As some of the URIs have to be extracted fast enough to introduce new URIs, a faster method was needed. The time needed to extract links was measured and tagged in special HTML document via means of cheerio, an HTML parsing library. To guarantee that only links of Tor hidden services were collected, simple regular expressions were implemented in order to prevent following clearnet (surface web) links. This approach was found to be 10-100 times faster than the traditional expression based deployment which relies on the input string. Nevertheless, it has a downside, as it only harvests links which are part of a tag within the HTML string. Due to the fact that some pages return irrelevant textual content or do not properly link to other web pages, another component was added, executing the technique of slower regular expression. This hybrid process rendered it possible to keep the spider actively running all the time via inputting it with new URIs obtained from the cheerio based HTML extractor and to also have the entire extraction results of the traditional expression based extractor.
Results of testing the onion spider:
Figure (2) illustrates a Venn diagram that depicts the difference between two onion spider runs which were a week apart. The first run produced 10,957 online Tor hidden services, while the second one produced 9,127. The union of the two runs include 11,743 Tor hidden services, while the intersection included 8,341 Tor hidden services.
Figure (2): Difference between two runs of the onion spider, a week apart
Throughout the crawling process, 34,714 Tor hidden service addresses were identified, of which around 10,000 Tor hidden services were responsive to the HTTP(S) request. Out of the identified Tor hidden services, around 7,500 returned relevant content, i.e. not including an empty HTML page or an HTTP error status code. Collectively, 7,355,773 paths as well as 67,296,302 links were harvested. Out of those, 1,561,590 paths were obtained. The remainder of 5 million paths were not obtained due to the fact that they were identified as black hole paths, very unlikely to include further URIs redirecting to unknown hidden services.
The onion spider harvested data over a testing period of a single week. According to the metrics of the Tor project, the mean of the total number of visible and invisible Tor hidden services during this period was 70,640. Having identified 34,714 Tor hidden services, it could be assumed that around 50% of Tor hidden services are mostly visible.

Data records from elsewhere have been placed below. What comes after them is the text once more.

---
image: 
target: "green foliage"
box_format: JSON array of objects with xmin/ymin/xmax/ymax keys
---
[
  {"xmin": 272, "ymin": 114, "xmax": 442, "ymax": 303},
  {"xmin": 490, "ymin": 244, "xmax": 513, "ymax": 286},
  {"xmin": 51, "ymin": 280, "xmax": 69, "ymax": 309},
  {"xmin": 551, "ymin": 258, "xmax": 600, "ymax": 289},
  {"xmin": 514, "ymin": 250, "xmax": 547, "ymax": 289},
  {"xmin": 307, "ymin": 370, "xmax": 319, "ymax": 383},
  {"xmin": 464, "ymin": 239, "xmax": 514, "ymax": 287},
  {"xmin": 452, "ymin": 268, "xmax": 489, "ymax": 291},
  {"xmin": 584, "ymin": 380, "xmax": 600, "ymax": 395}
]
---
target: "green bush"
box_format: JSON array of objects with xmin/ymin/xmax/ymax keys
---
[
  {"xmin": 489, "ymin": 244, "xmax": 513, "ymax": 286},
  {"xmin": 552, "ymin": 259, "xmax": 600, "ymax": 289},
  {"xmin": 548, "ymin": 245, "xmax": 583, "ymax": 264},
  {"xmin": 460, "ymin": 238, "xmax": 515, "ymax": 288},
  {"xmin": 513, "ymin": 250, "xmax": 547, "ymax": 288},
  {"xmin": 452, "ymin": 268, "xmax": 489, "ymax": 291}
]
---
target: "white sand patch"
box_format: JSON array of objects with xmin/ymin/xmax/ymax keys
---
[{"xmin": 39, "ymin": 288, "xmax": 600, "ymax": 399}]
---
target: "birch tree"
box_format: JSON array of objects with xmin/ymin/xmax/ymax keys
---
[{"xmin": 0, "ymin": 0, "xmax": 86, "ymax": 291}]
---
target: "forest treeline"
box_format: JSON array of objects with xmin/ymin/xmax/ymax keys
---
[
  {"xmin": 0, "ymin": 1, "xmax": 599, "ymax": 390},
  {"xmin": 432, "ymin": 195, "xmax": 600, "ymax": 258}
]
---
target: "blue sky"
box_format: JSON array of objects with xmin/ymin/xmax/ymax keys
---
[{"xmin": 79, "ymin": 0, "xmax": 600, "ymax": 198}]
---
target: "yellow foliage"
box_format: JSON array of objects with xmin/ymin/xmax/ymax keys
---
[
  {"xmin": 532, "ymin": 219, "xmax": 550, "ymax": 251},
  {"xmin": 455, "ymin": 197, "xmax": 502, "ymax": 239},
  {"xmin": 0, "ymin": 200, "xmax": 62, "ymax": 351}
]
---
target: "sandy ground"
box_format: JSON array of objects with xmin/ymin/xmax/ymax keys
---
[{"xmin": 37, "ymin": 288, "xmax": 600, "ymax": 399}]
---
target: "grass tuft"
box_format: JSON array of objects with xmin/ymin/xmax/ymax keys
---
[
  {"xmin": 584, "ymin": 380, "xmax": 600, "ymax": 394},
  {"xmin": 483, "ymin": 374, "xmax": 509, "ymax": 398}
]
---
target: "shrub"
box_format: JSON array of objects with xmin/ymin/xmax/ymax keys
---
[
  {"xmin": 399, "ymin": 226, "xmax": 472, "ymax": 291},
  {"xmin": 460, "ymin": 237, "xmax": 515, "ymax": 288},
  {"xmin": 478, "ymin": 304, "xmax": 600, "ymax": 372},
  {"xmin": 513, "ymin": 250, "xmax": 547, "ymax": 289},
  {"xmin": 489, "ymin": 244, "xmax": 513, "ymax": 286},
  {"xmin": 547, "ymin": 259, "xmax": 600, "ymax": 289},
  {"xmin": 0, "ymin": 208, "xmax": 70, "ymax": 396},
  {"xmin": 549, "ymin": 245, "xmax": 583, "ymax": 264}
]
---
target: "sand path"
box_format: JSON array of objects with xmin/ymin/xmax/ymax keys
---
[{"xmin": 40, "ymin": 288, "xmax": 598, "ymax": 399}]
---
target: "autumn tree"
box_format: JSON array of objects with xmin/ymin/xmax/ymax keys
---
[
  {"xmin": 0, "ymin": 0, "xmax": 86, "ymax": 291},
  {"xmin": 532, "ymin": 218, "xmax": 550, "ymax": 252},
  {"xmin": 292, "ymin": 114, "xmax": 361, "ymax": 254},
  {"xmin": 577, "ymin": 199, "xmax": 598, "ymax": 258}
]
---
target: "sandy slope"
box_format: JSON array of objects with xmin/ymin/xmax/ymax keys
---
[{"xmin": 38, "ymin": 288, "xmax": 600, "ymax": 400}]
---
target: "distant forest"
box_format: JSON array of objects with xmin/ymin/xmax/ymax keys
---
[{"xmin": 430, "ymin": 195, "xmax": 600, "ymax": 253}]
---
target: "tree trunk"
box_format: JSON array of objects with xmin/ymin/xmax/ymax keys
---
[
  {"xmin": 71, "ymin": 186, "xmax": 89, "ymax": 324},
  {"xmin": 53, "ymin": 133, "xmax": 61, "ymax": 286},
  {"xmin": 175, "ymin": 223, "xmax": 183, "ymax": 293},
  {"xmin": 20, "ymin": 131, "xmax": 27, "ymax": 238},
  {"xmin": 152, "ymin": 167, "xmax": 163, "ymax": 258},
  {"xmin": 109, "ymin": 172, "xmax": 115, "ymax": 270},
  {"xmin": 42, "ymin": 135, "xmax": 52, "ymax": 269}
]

Nevertheless, this only represents an upper bound, as approximately 33% of these were only responsive via ports 80 and 443 over HTTP(S): either a non-responsive Tor hidden service was really not accessible anymore, and a stale hyperlink was erroneously followed, or the Tor hidden service is coded to ignore the onion spider. As 10,975 visible Tor hidden services were responsive, this proves that around 15% of all Tor hidden services are visible. There are many reasons explaining why a percentage of these Tor hidden services were not accessible. A reasonable explanation is that they possibly connect via other ports or different network protocols, or they might filter out connection requests via other means.